Dico “irrealistico” ma non “impossibile”. Infatti, come ti raccontavo nel podcast c’è certamente chi pensa di aver “scoperto tutto da solo”…e magari ci è riuscito davvero. Però, nuovamente, si tratta di estreme rarità, personalmente non li ho ancora trovati (se non nella storia).

Per coerenza invece intendo…”coerenza nei contenuti e nelle fonti”.

In altre parole, non posso parlarti di motori citando studi di micro-biologia a meno che io non lo faccia come metafora esplicativa o come collegamento chiarificatore. L’esempio del podcast su Milton Erickson e Giucas Casella, dovrebbe essere ancora più chiaro 😉

Il termine “coerenza” va a braccetto con quello di “esperienza”!

Per esperienza intendo che chi ti insegna abbia una reale esperienza in quel campo. Non mi farei mai insegnare a guidare da una persona che non guida! O peggio, che guida una volta all’anno e pensa di saperlo fare.

E non andrei neanche da uno che conosce tutta la macchina a memoria, conosce tutta la teoria ma non guida mai. Fare un corso di mindfulness da chi non la pratica è la stessa cosa, giusto per fare un esempio.

Non farei un corso neanche da chi si dichiara “perfetto, realizzato”!

Da chi vuole farmi credere di aver lavorato così bene su se stesso da aver trovato la famosa “illuminazione”… a meno che non si tratti di un monaco che pratica da 40 anni.

Si, per coerenza ed esperienza non intendo “perfezione”. La “perfezione” è un ideale spesso irraggiungibile che invece di motivarci ci de-motiva! Oltre al fatto che è altamente improbabile da raggiungere.

Chi ci tiene troppo ad “essere perfetto” e/o apparire come tale, nasconde sempre qualcosa. Stai attento, perché in questa categoria ci sono i fantomatici “guru” con tutte le loro sciocchezze e tentativi di creare sette… a volte anche pericolose.
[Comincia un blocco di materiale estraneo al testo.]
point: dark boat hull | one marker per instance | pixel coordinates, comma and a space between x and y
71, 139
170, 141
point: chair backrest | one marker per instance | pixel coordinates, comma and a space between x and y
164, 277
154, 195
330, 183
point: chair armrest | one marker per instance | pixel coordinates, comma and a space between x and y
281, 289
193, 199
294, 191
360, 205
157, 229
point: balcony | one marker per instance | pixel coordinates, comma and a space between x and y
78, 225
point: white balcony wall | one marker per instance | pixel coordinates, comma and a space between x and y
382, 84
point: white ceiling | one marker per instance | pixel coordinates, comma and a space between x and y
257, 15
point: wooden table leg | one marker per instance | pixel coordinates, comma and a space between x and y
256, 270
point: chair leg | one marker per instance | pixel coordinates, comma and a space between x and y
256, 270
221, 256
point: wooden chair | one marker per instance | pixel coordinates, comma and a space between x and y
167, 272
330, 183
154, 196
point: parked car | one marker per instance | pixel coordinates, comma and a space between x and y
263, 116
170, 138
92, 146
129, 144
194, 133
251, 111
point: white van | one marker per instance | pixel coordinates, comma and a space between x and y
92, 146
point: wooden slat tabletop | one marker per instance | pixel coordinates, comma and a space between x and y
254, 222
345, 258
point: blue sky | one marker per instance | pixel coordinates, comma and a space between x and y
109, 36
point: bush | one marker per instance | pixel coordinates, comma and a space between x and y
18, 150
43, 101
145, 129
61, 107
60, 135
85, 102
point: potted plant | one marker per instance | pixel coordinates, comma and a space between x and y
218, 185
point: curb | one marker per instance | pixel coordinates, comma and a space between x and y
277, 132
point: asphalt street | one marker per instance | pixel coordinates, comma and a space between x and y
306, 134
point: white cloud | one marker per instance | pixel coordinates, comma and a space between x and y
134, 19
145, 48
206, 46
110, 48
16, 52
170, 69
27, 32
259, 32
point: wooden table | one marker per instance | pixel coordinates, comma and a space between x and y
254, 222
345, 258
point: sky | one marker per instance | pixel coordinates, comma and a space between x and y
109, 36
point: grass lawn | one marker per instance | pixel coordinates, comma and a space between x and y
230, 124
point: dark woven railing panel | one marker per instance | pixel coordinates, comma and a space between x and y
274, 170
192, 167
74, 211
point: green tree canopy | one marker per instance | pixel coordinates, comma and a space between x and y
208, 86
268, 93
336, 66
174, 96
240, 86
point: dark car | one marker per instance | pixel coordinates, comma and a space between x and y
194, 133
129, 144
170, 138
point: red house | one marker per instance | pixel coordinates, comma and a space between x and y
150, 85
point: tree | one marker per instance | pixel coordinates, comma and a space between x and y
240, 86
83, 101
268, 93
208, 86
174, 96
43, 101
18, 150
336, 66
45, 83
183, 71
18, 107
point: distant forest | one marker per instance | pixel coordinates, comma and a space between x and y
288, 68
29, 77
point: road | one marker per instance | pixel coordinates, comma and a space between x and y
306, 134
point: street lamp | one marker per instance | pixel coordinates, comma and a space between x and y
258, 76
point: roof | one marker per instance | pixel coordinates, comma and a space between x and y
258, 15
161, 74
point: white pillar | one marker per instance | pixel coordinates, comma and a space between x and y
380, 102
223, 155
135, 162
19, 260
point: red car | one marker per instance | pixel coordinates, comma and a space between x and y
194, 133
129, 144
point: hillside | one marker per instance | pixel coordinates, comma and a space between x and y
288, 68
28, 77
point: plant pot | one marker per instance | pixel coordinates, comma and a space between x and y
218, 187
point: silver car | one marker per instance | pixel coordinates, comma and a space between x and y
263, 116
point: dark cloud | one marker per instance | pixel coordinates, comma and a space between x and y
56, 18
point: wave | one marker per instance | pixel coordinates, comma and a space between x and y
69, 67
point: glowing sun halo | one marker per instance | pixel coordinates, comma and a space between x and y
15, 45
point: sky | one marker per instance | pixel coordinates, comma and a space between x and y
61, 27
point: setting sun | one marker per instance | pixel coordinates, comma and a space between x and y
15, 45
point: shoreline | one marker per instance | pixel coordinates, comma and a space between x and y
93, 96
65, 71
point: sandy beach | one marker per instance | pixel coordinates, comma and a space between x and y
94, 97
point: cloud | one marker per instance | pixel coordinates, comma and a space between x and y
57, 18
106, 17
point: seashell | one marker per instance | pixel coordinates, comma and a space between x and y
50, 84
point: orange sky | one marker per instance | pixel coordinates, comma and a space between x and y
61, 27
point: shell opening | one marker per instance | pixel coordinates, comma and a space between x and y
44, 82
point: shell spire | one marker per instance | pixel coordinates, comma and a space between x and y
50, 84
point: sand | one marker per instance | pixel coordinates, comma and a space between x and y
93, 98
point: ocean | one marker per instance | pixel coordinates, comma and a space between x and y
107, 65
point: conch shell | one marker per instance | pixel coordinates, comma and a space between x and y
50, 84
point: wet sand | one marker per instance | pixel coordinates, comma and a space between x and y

Qundi, sia che si ostenti “perfezione” per vendere che per affiliare, si tratta di un segnale da osservare ed eventualmente…scappare a gambe levate!

Concludendo: non esiste una formula segreta per capire quale è il corso giusto per te, dipende da mille variabili. Ciò a cui però puoi stare attento è la triade “citazioni, coerenza ed esperienza” se non ci sono queste 3 potrebbe esserci qualcosa sotto;)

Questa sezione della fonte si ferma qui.